Oct 12th – Taking the Temperatures of Hot Gas in Stellar Nurseries

Please join us on October 12th at 8pm to hear CAS member and first-year graduate student at The Ohio State University, Ness Mayker, discuss her latest research! An abstract of her research:

The CHemical Abundances Of Spirals (CHAOS) project has measured the abundances of elements across spiral galaxies by studying the light from star-forming regions captured by the Large Binocular Telescope. By measuring the proportions of the elements found across galaxies, astronomers can learn about how galaxies evolve.

Measuring elemental abundances relies on knowing the temperature of the region where each element is found. These temperatures are called ion temperatures. Star-forming regions can be large, dynamic places containing a wide range of temperatures. Ion temperatures follow specific correlations amongst themselves and within the region, but sometimes there are exceptions. Because there is no “right” temperature for the nebula, it is helpful to have multiple temperature measurements to better study the region and to understand the exceptions.

Recently, I have explored an alternative method of estimating nebular temperatures, using the “Balmer jump” – a spectral feature commonly found in star-forming regions that is sensitive to the region’s average temperature. My work focuses on understanding how this average temperature relates to the ion temperatures within the nebula.

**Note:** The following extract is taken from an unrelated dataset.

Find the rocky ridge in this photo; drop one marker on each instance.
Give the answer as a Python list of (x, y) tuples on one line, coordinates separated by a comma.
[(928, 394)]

In this talk I will explain how spectroscopy provides a window into the inner workings of these star-forming regions, thereby facilitating a better understanding of galaxy evolution. I will also share the results of my quest to find the “best” nebular thermometer.

More about Ness:

Ness Mayker is a first-year graduate student at The Ohio State University. Ness completed her undergraduate studies at OSU receiving a B.S. in both Physics and Astronomy. Ness has been working with Danielle Berg and Richard Pogge on the CHemical Abundances Of Spirals (CHAOS) project which measures elemental abundance gradients across nearby spiral galaxies. Ness is also working with Adam Leroy and Laura Lopez alongside the PHANGS-ALMA collaboration (Physics at High Angular resolution in Nearby GalaxieS using the Atacama Large Millimeter/submillimeter Array) to understand the conditions under which supernovae explode and how they affect the star formation rate of their host galaxies. Additionally, Ness is working with James Johnson developing models of galactic chemical enrichment for VICE (Versatile Integrator for Chemical Evolution).

Outside of OSU’s astronomy department Ness is usually spending time with her two kids, Draylen and Amelia. Before Ness discovered her love for astronomy, she was a fiber artist. Ness loves to garden, walk in nature, and ride her bicycle. Ness has a 20lb tortoise named Spica and she names the many community cats in her care after objects in the asteroid belt.